Happy to have found this thread. My biggest problem is bed wiring. But first…

I too run a 4 Mini “Farm” with heavy usage. Each printer runs 12 to 22 hours per day. 3 PLA and 1 ABS. All were bought used. Serial number range from 1100 to 10500.

Generally satisfied with the Mini. I did buy 4 of them. Will probably buy more 1.03s or 1.04s and do the preventative upgrades. Not a fan of the Z-Belt design.

Now for my rant…

ALL HAVE BED WIRE FAILURES. On the 1.00 to 1.03 version units all wires have been removed from cable chain and long loops have been spliced in. So far so good. On the 1.04 only the probing ground wire is suspect so far.

Wires are cracking because the curve of the lower (bed) cable chain is too tight. Wires twist too much and crack inside the insulation.

Should have been fixed (re-designed) long before now. Wires should have a larger radius turn. Lulzbot solution is to fatten up the insulation to smooth the bending.
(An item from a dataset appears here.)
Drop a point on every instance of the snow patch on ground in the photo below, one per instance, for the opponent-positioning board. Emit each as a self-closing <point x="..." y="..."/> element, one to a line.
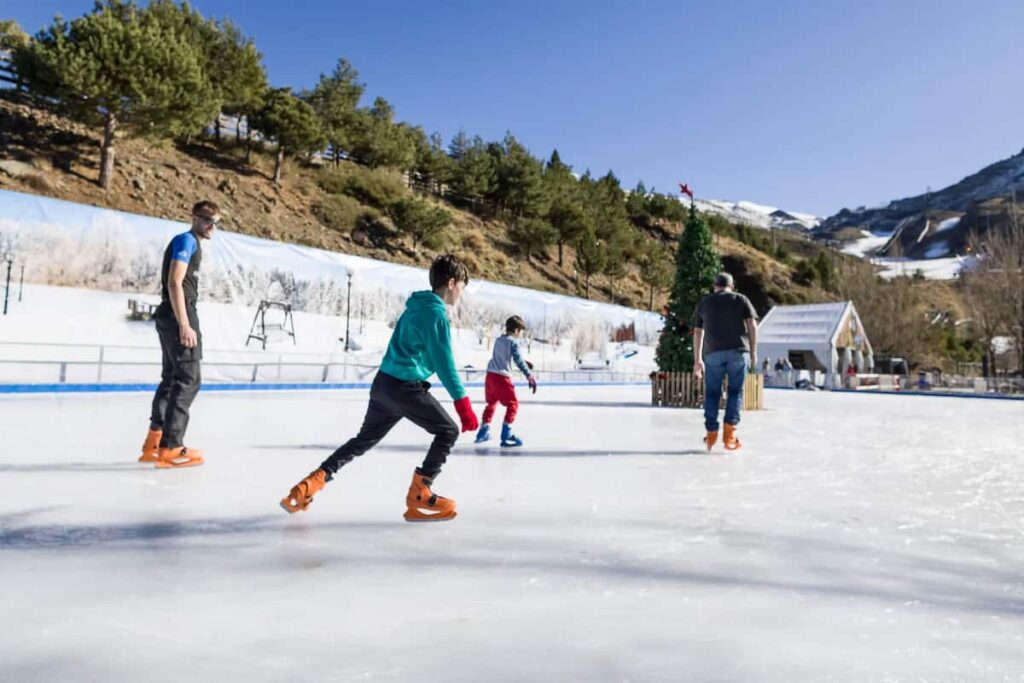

Delays the failure. Is NOT a fix.

First clue was “Thermal Runaway” shutdown. Thermistor wires break and temperature reading drops suddenly. Firmware calls it runaway aborts the print and shuts off the power. VERY THANKFUL for that safety feature.

2nd was the bed wires themselves. Bed would not heat.

3rd was the Y endstop wires. During Z-probe belt would skip because limit switch wires were broken.

To continue…

The Y-endstop switches should not be on the bed. They should be on the frame. The wires too them should not have to move. When they do not move, they do not crack.

Thankful for the Open Hardware design. Modified both Y-rod holder designs. Now switches are on the rod holders. Wires are out of the cable chain and tied to the frame. Not as pretty.